高貞碑の碑陰-2

更新日:2025年11月15日
(図3)高貞碑の碑陰拓

●(図3)高貞碑の碑陰拓

 筆者は2001年5月に、ある書道団体を山東石刻藝術博物館(図1)にご案内したのですが、写真のブリキ小屋に閉じ込められた「高貞碑(図2)」(背中合わせに「高慶碑」)を特別に見せてもらいました。この時は碑陰(碑の裏側)を見ることは叶いませんでしたし、そもそも高貞碑の碑陰拓を見たことがありませんでした。永年、気に掛けることも無かったのですが、先般、知り合いの先生が高貞碑の碑陰拓立軸(図3)を所蔵していると聞かされ、見せてもらう機会を得ました。(図2)で確認出来るように、時期は不明ですが高貞碑は縦に二分裂され、それをセメントで繋ぎ合わせています。拓自体はそんなに古いものではありませんが、少なくとも分裂前の拓本であることは確認出来ます。内容は孫星衍の撰文によるもので、泰山刻石29字をボ刻しています。中国法書ガイド「高貞碑」では、萩信雄氏による「高貞碑陰の孫星衍題記と泰山刻石ボ刻」に詳述されていますが、これは観峯館所蔵の整本を元にしているので、碑陰のどの部分にどのように刻されているのか、やはり全套本でないと明確には分かりませんから、初めて珍品とも言える原拓全套本を見たので今号で紹介する次第です。
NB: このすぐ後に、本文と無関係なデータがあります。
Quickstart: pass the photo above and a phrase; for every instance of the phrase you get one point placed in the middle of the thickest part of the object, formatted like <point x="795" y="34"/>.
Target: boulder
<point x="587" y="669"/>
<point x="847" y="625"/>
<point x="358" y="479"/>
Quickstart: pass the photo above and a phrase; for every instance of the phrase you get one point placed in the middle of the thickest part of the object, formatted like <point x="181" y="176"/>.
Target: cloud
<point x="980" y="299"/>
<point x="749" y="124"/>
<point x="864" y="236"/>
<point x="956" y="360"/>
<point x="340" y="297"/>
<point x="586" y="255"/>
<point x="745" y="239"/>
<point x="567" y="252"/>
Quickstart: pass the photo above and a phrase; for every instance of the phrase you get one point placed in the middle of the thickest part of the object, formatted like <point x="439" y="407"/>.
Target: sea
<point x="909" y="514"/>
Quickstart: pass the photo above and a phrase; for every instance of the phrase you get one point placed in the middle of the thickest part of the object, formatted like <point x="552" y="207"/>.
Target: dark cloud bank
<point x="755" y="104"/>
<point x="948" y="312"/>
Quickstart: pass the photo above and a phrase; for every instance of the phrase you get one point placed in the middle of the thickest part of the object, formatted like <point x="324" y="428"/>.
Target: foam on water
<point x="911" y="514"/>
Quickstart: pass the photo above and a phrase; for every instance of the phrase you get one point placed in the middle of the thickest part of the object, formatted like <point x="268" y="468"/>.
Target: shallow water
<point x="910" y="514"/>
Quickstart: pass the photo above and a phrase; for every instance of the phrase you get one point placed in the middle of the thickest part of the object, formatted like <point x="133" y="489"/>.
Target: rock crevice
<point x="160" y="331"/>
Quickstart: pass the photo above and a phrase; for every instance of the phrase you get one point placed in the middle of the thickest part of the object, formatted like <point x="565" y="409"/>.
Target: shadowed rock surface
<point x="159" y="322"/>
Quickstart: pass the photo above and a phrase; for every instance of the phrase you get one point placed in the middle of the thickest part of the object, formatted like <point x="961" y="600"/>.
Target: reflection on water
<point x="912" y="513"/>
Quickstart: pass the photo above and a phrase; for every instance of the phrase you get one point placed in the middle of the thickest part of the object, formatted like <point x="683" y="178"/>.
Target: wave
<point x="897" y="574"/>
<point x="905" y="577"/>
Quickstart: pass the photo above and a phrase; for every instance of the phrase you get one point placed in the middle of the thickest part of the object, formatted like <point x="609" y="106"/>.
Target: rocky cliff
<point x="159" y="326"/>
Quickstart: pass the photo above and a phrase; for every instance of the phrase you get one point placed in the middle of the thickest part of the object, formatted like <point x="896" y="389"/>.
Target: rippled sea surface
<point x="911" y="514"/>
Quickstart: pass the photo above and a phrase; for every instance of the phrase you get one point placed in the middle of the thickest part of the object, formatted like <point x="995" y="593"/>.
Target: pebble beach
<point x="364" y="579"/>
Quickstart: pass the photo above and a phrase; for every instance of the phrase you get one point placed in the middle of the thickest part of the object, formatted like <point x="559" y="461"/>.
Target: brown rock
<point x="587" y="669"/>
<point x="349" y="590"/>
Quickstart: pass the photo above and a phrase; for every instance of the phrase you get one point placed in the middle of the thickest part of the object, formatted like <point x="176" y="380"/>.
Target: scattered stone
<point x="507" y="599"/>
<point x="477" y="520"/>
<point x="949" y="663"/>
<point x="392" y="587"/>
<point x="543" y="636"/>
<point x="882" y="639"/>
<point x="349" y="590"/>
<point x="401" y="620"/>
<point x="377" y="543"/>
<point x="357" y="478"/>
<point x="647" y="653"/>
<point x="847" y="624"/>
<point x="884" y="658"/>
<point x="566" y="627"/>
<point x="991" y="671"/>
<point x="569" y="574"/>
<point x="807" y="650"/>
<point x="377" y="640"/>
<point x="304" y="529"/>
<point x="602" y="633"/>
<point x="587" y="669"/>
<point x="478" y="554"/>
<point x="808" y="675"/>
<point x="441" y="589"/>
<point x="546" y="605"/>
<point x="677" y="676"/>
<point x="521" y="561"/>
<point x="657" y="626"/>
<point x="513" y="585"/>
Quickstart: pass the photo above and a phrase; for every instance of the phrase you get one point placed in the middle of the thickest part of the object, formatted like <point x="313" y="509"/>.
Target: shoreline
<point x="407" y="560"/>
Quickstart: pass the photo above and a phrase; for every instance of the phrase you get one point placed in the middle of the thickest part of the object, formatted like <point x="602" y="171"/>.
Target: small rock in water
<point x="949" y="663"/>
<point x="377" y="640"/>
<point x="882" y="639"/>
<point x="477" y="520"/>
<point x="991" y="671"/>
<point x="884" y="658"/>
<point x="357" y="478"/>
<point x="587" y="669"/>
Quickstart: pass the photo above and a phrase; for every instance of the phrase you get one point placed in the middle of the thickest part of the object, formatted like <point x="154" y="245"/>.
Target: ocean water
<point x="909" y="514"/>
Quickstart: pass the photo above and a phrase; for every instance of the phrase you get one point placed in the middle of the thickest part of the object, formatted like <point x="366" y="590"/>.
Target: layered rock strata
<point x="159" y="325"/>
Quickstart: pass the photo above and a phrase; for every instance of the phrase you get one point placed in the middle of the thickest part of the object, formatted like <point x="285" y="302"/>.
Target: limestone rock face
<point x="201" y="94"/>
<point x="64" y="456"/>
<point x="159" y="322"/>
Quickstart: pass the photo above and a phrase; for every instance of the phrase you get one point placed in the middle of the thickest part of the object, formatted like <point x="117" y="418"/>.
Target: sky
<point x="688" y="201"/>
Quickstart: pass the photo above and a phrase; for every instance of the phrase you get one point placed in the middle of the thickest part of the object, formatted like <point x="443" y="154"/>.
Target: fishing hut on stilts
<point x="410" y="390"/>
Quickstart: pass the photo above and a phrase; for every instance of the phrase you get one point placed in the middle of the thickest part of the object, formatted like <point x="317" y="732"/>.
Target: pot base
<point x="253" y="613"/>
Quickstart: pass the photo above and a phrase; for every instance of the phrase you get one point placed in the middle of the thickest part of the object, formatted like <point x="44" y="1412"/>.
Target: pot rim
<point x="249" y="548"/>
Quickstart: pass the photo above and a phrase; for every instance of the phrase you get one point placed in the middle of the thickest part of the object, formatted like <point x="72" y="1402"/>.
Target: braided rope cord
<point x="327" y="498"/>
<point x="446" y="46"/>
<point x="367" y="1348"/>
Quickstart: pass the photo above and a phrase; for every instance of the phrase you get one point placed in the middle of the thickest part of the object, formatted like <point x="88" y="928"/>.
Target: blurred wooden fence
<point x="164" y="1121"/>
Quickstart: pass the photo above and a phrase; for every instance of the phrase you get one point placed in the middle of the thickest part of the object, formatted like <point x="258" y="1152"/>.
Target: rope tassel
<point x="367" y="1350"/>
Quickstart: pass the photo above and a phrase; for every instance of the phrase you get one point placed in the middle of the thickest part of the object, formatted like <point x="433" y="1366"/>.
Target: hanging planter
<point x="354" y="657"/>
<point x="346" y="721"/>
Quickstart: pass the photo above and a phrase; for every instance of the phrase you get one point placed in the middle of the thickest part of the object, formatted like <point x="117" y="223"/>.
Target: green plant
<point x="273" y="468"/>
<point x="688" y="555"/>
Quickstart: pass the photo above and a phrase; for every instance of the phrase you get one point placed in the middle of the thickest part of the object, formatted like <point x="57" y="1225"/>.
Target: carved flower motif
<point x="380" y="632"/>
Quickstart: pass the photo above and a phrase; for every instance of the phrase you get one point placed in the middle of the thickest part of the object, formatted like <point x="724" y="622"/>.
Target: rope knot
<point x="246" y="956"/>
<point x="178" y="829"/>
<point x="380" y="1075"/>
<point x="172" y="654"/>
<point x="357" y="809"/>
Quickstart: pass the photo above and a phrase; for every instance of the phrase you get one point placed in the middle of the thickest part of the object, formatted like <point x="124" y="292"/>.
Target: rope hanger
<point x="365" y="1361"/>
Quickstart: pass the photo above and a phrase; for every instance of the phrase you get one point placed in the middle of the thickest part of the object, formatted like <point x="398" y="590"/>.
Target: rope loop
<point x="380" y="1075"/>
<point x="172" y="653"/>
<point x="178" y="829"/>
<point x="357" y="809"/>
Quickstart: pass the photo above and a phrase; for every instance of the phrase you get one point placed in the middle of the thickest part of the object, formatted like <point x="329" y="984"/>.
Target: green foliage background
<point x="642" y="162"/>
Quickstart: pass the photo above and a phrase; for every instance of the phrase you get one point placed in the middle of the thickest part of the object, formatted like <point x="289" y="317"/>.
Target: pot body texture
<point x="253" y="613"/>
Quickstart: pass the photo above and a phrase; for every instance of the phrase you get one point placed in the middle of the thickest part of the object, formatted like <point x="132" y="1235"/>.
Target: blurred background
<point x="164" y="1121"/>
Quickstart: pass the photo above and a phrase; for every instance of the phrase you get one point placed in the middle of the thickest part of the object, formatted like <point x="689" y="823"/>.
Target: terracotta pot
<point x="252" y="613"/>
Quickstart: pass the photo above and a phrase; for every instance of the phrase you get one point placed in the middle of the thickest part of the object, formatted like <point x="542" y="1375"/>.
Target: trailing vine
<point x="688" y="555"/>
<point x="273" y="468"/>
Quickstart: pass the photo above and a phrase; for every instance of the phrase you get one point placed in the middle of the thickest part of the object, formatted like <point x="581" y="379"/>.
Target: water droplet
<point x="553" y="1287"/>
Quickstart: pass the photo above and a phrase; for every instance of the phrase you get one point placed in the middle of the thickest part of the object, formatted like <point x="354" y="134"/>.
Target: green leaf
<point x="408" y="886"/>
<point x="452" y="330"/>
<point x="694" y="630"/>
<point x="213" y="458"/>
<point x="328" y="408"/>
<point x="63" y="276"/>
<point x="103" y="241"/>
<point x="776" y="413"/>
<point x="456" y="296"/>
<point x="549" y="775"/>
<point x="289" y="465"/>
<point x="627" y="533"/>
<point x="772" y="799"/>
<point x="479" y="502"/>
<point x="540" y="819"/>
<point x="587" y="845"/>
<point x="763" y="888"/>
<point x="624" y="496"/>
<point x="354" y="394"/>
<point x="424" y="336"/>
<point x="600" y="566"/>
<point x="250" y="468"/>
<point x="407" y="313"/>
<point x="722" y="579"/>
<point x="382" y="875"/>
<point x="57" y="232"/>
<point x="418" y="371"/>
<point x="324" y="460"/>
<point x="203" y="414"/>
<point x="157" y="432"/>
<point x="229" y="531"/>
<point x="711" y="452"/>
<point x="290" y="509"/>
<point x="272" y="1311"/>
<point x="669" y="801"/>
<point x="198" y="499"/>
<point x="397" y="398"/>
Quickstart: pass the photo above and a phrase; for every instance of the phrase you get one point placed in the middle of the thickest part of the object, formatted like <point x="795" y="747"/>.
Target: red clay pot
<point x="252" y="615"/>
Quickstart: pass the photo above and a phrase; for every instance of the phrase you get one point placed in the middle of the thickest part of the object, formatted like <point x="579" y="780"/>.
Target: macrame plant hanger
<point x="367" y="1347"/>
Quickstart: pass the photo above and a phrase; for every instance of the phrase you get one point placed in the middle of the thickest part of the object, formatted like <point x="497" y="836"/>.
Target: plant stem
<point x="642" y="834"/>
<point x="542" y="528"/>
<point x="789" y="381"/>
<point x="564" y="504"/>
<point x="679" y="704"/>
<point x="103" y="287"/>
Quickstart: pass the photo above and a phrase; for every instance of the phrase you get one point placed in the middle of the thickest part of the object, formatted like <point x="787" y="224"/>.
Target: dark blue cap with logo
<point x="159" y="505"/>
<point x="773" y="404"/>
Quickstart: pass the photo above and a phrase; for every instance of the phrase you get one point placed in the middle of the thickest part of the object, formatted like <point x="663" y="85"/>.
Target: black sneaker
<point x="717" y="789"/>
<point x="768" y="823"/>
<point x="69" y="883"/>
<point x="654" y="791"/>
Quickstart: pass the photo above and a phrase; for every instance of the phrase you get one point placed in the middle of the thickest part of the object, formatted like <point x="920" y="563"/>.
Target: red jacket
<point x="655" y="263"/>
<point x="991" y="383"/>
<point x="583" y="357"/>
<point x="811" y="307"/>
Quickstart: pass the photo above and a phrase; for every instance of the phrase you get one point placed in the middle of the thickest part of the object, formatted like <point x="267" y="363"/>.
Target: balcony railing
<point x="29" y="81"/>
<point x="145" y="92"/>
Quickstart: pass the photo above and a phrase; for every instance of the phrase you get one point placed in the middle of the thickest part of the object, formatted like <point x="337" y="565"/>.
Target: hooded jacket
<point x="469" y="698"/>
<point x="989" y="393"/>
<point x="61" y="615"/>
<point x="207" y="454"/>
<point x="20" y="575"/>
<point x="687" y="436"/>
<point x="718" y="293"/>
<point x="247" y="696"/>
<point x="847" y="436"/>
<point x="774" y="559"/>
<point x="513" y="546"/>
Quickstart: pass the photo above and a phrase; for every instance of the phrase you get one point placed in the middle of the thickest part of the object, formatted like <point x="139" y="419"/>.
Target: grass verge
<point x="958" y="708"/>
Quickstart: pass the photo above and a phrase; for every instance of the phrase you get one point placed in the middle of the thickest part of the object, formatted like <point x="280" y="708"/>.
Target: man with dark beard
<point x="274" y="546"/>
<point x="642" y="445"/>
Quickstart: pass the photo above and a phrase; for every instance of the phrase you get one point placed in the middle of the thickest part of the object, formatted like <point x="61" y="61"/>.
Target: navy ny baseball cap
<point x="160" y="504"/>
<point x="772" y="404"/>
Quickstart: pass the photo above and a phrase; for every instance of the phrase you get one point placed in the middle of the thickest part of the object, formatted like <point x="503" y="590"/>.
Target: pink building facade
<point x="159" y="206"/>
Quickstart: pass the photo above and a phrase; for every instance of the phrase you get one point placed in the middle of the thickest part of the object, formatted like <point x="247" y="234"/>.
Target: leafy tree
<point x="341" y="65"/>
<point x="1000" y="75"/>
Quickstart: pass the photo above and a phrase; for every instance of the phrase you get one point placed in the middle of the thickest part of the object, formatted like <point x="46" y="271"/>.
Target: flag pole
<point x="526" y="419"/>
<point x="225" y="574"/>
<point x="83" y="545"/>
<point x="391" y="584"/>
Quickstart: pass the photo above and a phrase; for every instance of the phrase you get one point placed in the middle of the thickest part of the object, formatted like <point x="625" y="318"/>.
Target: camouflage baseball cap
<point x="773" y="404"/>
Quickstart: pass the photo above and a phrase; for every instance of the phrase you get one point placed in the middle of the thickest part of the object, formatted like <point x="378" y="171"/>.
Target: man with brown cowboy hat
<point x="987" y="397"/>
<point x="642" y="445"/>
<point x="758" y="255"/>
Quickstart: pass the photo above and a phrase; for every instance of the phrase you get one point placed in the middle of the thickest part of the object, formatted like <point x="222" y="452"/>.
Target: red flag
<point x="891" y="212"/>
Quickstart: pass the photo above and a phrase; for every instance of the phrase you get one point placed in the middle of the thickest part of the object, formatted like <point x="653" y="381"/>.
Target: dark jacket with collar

 我が国で高貞碑の碑陰を紹介したのは西川寧『書苑』五―11で図版のみにとどまりますが、後年、王壮弘『増補校碑随筆』に、

  嘉慶庚午(1810)、孫星衍が所蔵する泰山刻石29字本を厳可均に依頼して高貞碑の碑陰左にボ刻し、その末に孫氏の題記を刻す。

とあります。この題記は高貞碑の出土時期を知る一級資料として評価され、これにより高貞碑の出土は嘉慶11年(1806)と確定しています。泰山刻石29字本の翻刻は容庚『秦始皇刻石考』によると数多くありますが、孫星衍が所蔵した原本は現在、北京故宮博物院収蔵となっています。